Dopo tanti cani allevati e successivamente addestrati, arrivai ad un vicolo cieco e dovetti cercare aiuto in un addestratore cinofilo, allevatore di retriever da lavoro e molto famoso non solo per i suoi cani ma anche perché ha aiutato tanti amici cacciatori nelle mie stesse condizioni proprio per la sua grande esperienza.
Una persona splendida in grado di capire bene la psiche e il carattere del cane come ho avuto modo di constatare anche io portando Bea in allenamento/addestramento da lui.
La cagnetta cambiò tanto già dal primo giorno e nel giro di un mesetto riuscii a metterla sul terreno con un carattere nuovo.
Ci volle tempo e soprattutto tanta pazienza. Visti i suoi miglioramenti anche io potei riprendere fiato e la prima beccaccia cercata, trovata, abbattuta e riportata fu l’epilogo di diversi mesi di pene e malumori in ambito venatorio e lei, cucciola presa per aiutarmi nel riporto nei giorni in cui non andavo a beccacce col mio pointer Boss, per evitarle lo stress continuo dello sparo ai tordi e una possibile ricaduta, e soppesata la sua inclinazione nella cerca, divenne la mia cagnetta da beccacce che si divideva il trasportino e le uscite con Boss appunto.
Il consiglio è di abituare i cani ai rumori gradualmente e in occasioni specifiche dove non possa essere una distrazione e una successiva causa stressante per il cane, ma essere un’abitudine e il segnale che è arrivata la conclusione del loro lavoro e che possono essere ripagati arrivando sul selvatico.
All’inizio e in fase di addestramento il binomio quaglietta volatrice e pistola a salve è quello più utile e utilizzato.

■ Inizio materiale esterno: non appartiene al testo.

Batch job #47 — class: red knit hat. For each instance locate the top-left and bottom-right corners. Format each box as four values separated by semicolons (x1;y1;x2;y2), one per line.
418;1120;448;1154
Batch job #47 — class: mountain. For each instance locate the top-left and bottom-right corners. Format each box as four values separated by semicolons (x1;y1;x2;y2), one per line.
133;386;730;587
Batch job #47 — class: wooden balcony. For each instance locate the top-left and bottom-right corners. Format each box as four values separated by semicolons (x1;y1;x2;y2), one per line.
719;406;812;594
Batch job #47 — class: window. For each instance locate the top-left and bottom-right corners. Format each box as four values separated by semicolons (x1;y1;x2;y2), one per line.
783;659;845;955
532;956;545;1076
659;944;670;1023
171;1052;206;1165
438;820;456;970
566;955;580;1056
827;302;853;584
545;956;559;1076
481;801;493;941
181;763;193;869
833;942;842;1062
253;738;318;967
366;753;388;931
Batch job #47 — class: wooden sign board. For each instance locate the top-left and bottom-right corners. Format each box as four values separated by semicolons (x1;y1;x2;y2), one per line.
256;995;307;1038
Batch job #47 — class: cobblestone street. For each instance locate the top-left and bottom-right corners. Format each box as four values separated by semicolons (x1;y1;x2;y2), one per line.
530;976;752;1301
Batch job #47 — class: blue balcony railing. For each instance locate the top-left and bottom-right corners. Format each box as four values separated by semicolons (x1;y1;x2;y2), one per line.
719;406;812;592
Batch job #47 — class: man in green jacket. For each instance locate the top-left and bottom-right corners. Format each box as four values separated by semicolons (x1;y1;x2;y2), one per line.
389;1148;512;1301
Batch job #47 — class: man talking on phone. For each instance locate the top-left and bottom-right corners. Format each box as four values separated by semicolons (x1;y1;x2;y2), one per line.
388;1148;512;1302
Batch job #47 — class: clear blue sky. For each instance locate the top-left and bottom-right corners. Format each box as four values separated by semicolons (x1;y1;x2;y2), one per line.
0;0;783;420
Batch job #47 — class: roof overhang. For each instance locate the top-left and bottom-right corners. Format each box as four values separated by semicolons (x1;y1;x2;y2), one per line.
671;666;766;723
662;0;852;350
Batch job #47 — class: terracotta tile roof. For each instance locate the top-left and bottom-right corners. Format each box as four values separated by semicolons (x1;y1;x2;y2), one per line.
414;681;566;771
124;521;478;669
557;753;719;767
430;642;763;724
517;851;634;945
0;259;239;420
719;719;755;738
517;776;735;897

Si fa arrivare il cucciolo sul selvatico e per le prime volte lo si invoglia volontariamente a inseguire il selvatico dopo la ferma e il frullo, poi si può utilizzare la pistola a salve, ma qualcuno utilizza fucili di piccolo calibro così oltre ad abituarli allo sparo, premiano il soggetto con l’abbocco del selvatico e possibile riporto se non addestrato, altrimenti anche al riporto.
Da evitare sono serie di colpi ravvicinati o portarli in luoghi dove ci sono altri cacciatori ad esempio.
Altro atteggiamento da evitare è sparare a breve distanza dai cani nelle battute al cinghiale o numerosi colpi a salve per far partire i selvatici.
Tutto questo deve essere fatto per far capire al cane, cucciolo, cucciolone o adulto che sia che lo sparo è un suono riconducibile a un’azione positiva, che farà parte della sua vita e porterà sempre a maggior soddisfazione in lui.